Hayat tıpatıp bir puzzle gibi, her tamamlayıcı parça bir insan ve her biri farkında olmasalar da birbirlerini tamamlıyorlar. Yalnız kaldı mı insan bir şeylere sığınma ihtiyacı duyuyor kendinde. Tek bir anı dahi boş geçmesin, bir saniye dahi olsa hatırlamasın diye yalnızlığını ıvır zıvır şeylerle uğraşıp duruyor. Ama ne mümkün? Ne kadar uğraşırsa uğraşsın bir şeylerle, öyle zamanlar geliyor ki her yaptığımız, gerçekleştirdiğimiz eylem yalnızlığa çıkıyor… Hepsi bunlardan da ibaret değil. Yalnız oldu mu insan, çok monotonlaşıyor hayatı. Sürekli aynı eylemleri gerçekleştiriyor gibi hissediyor. Bazen de tabiat bu monotonluğa eşlik ediyor.
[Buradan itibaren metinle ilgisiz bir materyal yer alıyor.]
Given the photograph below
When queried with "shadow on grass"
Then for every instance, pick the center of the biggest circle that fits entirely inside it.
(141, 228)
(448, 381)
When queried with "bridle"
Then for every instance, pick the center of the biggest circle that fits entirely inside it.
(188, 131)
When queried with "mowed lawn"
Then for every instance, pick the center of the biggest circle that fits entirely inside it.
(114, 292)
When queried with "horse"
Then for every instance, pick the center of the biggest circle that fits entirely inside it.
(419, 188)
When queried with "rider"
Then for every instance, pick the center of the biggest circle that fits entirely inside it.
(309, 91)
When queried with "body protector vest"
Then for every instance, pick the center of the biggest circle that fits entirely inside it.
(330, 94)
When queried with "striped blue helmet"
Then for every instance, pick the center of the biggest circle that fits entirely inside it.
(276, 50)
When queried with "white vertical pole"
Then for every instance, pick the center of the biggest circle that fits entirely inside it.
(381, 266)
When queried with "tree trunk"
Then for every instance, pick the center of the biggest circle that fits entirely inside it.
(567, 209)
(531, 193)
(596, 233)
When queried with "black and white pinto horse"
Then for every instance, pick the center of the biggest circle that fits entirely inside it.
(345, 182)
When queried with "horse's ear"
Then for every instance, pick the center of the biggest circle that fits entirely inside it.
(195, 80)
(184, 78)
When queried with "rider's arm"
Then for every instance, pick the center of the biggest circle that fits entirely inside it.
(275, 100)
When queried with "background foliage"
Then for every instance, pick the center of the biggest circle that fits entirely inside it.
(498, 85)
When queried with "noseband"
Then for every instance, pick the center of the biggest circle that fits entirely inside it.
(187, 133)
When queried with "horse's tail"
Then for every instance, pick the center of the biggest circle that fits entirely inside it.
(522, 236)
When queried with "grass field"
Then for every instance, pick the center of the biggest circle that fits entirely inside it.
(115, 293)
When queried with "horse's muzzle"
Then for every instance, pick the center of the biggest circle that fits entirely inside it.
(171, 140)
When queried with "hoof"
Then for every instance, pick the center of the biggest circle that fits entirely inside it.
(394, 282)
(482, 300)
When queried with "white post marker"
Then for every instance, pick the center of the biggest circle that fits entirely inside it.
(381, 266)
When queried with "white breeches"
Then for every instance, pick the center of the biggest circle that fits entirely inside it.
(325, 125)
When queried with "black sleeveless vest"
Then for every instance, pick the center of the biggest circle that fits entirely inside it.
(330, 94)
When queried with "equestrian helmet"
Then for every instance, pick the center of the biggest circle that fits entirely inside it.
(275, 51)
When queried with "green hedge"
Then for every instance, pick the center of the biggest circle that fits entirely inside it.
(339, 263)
Bunu ilk defa ben söylüyor olabilirim çünkü babasının bakkal dükkanına bekçilik yaparken ekmek sarması için önünde bulunan gazetelere gözü ilişen ve günlerce aynı haberleri okumak zorunda kalan bir insan daha var mıdır? Pek emin değilim.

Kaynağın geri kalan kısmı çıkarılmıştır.